Hi, I’m Jonathon. I just began my internship at the Bureau of Land Management’s Ridgecrest field office a few weeks ago. The first few weeks have been a whirlwind of trainings, conference calls, and herbarium research, but also a fair amount of time spent out in the field, the Mojave Desert.
The first week at work, I was enlisted to help install a Common Garden research project that is being led by the US Geological Survey. The installation involved planting hundreds of labeled propagants of a perennial bunchgrass, Oryzopsis hymenoides, which is an important pioneer species in the Mojave. This project is intended to measure the relative suitability of several ecotypes of the species to different regions across the Mojave Desert. Hopefully, this research will help future restorations workers to identify the most appropriate population to take plant material from when planning an installation in a given area. This could improve the viability of the plants that are introduced for restoration, and reduce the losses that are often associated with using plant material in an area to which they are not as well-adapted. And, as the common gardens become established, similar work will be done with various other important plants for restoration projects.

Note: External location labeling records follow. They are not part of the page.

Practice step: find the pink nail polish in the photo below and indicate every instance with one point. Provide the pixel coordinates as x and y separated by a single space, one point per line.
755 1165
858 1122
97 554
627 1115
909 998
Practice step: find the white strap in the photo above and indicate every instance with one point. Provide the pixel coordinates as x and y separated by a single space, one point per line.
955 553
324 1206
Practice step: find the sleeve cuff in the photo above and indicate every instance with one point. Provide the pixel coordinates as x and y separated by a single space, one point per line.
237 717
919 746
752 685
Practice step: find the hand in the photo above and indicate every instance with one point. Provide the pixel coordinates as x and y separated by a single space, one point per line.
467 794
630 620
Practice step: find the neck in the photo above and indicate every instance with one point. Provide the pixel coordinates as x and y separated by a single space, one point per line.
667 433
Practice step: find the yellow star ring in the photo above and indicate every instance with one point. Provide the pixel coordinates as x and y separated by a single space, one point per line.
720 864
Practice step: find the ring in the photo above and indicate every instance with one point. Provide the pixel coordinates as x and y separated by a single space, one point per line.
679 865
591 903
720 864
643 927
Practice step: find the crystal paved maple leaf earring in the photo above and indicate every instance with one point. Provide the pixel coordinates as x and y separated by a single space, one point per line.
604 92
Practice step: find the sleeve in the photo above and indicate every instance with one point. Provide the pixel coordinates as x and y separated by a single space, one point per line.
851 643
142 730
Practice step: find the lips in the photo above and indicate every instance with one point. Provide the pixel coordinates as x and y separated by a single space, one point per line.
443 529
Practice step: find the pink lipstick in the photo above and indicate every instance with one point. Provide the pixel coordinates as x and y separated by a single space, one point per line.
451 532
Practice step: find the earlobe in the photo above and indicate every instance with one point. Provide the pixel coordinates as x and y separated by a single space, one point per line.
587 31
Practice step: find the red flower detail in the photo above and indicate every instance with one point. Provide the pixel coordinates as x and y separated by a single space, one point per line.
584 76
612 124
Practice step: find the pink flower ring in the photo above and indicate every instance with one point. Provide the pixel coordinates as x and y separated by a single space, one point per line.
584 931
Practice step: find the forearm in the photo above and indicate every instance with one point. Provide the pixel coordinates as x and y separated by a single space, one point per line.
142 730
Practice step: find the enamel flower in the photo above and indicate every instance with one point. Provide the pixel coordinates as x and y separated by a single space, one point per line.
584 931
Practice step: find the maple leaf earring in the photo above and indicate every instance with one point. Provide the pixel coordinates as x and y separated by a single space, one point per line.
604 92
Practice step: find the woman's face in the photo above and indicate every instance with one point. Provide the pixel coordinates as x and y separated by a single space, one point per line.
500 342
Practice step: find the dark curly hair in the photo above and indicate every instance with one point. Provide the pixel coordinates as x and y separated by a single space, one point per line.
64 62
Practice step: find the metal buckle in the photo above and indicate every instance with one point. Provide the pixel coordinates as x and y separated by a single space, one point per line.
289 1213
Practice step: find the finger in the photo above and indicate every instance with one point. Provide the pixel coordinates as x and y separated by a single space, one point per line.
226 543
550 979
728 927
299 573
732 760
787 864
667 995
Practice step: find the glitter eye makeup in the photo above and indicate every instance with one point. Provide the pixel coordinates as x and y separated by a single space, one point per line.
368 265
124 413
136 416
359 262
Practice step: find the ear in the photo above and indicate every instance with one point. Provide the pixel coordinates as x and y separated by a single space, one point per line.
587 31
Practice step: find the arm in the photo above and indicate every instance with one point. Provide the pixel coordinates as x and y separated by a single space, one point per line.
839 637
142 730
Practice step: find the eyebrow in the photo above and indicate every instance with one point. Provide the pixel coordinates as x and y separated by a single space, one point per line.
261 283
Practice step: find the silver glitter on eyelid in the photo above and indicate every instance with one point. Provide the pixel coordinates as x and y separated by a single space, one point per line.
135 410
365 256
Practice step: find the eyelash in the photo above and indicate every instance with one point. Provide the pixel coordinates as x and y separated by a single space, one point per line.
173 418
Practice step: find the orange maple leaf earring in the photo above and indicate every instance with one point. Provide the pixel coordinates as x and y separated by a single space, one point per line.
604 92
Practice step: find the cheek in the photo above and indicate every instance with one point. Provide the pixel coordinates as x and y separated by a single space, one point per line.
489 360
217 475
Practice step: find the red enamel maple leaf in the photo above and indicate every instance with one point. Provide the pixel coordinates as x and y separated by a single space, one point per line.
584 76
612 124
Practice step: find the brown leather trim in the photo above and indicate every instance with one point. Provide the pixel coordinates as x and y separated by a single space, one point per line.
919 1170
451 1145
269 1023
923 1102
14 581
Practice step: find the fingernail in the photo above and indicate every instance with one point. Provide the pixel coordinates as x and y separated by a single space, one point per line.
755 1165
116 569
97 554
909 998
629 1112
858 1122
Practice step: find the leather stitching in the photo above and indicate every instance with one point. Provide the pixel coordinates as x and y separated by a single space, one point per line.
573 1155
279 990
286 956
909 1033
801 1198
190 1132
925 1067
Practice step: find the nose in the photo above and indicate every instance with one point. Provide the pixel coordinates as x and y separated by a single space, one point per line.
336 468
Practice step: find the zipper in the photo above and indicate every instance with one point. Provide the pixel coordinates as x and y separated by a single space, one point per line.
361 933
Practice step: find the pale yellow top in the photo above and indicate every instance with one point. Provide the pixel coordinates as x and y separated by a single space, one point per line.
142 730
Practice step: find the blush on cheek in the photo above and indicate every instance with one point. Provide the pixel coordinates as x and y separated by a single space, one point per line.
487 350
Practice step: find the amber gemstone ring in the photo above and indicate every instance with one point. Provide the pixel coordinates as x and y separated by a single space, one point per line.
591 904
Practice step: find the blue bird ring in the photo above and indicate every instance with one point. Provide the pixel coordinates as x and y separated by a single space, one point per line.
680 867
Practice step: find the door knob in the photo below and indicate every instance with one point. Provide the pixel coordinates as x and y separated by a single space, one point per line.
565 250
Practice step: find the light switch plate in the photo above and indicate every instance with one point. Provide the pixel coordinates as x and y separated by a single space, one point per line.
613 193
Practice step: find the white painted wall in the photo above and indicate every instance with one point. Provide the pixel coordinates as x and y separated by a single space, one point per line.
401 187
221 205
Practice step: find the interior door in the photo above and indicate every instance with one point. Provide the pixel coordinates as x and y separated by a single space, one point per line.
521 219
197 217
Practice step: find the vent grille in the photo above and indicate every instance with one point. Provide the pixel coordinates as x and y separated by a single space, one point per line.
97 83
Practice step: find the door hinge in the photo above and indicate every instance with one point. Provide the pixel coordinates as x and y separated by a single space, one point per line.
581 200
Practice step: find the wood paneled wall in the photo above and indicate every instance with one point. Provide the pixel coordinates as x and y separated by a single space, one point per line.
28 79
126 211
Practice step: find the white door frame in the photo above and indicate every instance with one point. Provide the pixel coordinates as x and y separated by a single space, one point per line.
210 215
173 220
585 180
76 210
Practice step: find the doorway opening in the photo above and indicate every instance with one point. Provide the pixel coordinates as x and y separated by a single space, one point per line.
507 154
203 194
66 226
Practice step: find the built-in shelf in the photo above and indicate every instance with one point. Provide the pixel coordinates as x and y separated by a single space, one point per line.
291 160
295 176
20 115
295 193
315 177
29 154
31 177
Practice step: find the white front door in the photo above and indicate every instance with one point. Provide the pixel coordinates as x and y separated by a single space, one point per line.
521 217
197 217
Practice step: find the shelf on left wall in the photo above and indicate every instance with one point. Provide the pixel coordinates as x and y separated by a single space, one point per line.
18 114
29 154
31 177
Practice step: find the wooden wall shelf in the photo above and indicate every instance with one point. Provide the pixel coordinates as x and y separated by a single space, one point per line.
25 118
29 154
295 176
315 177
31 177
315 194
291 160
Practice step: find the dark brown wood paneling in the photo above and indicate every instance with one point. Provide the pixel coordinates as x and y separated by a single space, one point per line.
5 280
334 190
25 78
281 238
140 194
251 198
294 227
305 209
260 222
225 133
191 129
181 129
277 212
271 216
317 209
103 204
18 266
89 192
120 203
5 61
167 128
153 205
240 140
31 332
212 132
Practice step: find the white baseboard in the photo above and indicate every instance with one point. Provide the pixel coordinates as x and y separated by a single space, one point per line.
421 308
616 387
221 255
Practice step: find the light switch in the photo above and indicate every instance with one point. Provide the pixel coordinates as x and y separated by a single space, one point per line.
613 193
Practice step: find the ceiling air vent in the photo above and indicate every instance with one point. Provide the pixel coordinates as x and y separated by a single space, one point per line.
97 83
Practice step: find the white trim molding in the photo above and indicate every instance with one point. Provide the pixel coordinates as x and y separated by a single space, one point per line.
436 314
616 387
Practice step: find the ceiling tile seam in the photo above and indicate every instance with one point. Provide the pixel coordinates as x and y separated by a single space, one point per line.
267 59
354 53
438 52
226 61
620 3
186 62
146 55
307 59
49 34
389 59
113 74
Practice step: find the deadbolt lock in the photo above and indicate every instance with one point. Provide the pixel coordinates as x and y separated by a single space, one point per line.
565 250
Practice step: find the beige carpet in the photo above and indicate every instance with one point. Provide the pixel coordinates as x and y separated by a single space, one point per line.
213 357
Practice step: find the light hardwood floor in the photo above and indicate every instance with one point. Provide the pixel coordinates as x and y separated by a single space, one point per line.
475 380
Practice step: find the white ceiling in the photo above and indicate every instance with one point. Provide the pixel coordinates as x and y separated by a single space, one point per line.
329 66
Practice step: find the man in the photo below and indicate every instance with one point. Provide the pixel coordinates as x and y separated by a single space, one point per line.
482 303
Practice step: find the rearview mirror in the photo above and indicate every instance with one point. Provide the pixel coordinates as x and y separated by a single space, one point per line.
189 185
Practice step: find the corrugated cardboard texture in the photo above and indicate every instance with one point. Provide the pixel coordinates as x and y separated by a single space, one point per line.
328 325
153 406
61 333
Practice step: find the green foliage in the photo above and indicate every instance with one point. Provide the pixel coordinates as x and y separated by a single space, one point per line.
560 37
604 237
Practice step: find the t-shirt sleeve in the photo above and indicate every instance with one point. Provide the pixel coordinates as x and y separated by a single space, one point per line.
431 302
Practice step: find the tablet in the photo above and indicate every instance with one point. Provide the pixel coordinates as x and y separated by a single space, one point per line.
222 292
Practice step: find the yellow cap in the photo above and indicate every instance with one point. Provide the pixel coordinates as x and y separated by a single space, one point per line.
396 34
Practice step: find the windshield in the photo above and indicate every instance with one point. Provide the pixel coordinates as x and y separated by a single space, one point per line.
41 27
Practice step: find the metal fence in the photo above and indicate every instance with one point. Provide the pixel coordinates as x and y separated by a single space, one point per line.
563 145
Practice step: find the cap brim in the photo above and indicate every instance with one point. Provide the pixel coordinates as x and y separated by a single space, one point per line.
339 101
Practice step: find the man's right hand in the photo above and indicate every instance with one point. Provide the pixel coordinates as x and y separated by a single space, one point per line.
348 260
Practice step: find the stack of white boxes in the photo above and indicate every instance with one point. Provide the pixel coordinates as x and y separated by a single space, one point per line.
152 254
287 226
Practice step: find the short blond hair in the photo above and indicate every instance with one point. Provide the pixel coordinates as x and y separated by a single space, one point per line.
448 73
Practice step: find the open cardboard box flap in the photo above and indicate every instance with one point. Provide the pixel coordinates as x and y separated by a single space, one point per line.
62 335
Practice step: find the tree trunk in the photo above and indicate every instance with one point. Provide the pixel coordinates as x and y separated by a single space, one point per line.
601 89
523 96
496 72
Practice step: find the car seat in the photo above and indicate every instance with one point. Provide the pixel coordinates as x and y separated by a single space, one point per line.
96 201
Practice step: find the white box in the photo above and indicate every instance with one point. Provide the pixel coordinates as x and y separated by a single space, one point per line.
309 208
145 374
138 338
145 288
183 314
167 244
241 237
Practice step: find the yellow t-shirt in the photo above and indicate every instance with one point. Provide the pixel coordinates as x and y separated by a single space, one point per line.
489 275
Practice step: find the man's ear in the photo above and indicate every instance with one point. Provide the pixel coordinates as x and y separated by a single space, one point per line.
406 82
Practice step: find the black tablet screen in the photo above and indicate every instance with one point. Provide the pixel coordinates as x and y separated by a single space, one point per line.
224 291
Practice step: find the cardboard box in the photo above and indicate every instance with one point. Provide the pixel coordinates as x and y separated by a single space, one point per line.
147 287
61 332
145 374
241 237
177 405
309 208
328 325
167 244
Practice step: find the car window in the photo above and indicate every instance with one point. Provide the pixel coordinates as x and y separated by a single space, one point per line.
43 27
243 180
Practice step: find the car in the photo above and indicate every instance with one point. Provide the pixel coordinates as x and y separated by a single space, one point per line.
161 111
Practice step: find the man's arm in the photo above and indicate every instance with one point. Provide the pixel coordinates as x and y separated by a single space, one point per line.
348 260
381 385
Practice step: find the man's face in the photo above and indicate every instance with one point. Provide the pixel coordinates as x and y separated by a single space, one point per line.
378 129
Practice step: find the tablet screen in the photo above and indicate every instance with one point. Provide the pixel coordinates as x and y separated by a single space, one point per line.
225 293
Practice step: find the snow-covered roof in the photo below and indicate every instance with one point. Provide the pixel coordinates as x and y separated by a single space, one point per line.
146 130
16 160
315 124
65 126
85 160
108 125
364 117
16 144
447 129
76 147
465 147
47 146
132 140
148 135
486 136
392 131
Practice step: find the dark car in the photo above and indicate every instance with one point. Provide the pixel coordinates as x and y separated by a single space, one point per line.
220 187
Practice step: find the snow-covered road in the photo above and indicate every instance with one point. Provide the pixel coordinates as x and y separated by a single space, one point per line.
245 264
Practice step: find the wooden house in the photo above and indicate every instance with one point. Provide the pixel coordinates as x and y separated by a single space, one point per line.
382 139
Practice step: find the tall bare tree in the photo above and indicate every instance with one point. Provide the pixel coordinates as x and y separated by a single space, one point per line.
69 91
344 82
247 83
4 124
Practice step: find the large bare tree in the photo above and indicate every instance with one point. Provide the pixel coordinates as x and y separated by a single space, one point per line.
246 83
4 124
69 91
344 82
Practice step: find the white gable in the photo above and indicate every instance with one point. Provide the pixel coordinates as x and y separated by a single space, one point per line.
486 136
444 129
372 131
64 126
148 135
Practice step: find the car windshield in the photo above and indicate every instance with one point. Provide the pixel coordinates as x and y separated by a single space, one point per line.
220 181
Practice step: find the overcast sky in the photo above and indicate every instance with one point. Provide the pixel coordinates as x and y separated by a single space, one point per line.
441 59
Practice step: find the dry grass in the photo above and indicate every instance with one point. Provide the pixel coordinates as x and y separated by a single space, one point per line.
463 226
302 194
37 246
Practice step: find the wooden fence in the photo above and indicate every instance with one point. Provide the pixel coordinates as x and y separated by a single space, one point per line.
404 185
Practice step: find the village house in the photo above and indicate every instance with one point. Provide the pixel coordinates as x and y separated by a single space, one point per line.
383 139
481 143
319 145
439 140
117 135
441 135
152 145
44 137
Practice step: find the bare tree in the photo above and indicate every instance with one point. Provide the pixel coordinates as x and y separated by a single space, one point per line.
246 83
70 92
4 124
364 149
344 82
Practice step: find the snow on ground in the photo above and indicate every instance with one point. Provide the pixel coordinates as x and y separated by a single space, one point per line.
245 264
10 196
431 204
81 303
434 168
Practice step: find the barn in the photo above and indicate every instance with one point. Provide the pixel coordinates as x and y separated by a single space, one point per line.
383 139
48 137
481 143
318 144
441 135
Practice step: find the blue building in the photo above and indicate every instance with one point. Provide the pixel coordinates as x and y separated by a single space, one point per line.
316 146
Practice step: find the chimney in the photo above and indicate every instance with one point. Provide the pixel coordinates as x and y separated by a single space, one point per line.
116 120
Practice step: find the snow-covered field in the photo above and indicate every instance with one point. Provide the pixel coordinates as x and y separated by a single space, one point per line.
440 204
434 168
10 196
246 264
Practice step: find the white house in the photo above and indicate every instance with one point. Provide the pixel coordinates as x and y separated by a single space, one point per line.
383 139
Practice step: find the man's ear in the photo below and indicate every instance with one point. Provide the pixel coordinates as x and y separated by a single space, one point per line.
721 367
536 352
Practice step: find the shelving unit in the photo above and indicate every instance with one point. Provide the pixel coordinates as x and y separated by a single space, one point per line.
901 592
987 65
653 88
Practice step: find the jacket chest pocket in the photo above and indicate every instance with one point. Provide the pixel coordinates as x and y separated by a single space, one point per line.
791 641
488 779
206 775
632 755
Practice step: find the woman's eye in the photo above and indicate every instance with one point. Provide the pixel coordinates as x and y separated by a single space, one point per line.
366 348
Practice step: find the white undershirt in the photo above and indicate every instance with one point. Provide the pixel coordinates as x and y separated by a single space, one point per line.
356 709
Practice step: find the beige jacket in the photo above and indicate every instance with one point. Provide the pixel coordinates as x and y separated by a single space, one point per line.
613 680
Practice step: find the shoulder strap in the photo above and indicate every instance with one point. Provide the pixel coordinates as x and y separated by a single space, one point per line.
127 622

I really felt as though I got brought on board with the rest of the team responsible for the project, and I’m excited to have a part in doing this important work.
Not to mention I get to drive a really cool watering truck.
On top of that project, I’ve also been happy to get outside to survey riparian areas that may shelter populations of the federally listed Inyo Towhee, conduct grazing evaluation reports, scout for plants that we’ll be taking seed from for the SOS project in the coming weeks, and just to take in the beauty that the desert has to offer. I grew up near this area, but I’m still amazed with the stunning vistas that the Mojave has to offer every day I spend in the field.